Student loan debt is something that is becoming more and more common in today's society. With more and more people attending college, student loan debt is occurring at an all-time high. While you probably planned ahead for your own student loan debt, it might have been an unexpected expense to account for your spouse's student loan debts. If your spouse has taken a lot of classes you might be shocked at the amount of student loan debt that they have. Marrying into student loan debt can be very costly. Here are a few things to think about with a spouse's student loan debt.

Is This Your Debt?

Debts that were racked up by your spouse, might affect you. However, to find out if they can affect you, you need to fully understand the laws of the state in which you live. Some states are under community property laws and some use separate property laws. If you live in a state that goes by community property laws, you can be accountable for the debt as well. This only applies if the student loan debt is incurred after the marriage takes place. If you live under separate property laws, you might not have to worry the debt at all.

Strained Budget

When you get married, you usually have to start living on a budget. You have to support the other spouse and they have to help support you.

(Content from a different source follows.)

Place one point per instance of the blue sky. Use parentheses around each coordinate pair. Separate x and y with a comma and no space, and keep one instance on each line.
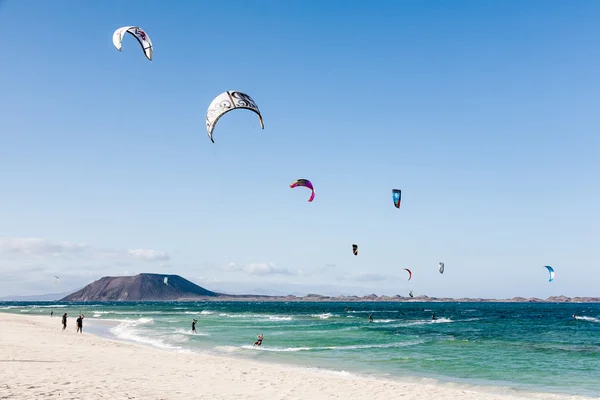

You are in this arrangement together and everything should be a team effort. All of the bills that come with the spouse are now partly your responsibility. Maybe your spouse went to a doctorate or an MBA program and racked up some major student loans. In some cases, these loans could be well over $100,000. This is basically like having a second mortgage to worry about.

When you each have credit card bills, medical bills, a mortgage, utilities, and groceries to worry about, it can really be a strain. While the amount of debt that your future spouse has should not be the ultimate factor in determining whom you marry, it is a factor. Marrying someone with a huge amount of student loan debt can really set you back at the beginning.


Since student loans are technically through the federal government, there are a number of ways that they can hurt you financially. They will try to get the money from you in a variety of ways. They can garnish your wages and attach your income to your spouse’s obligations. This can make your spouse's debt suddenly a very large issue for you.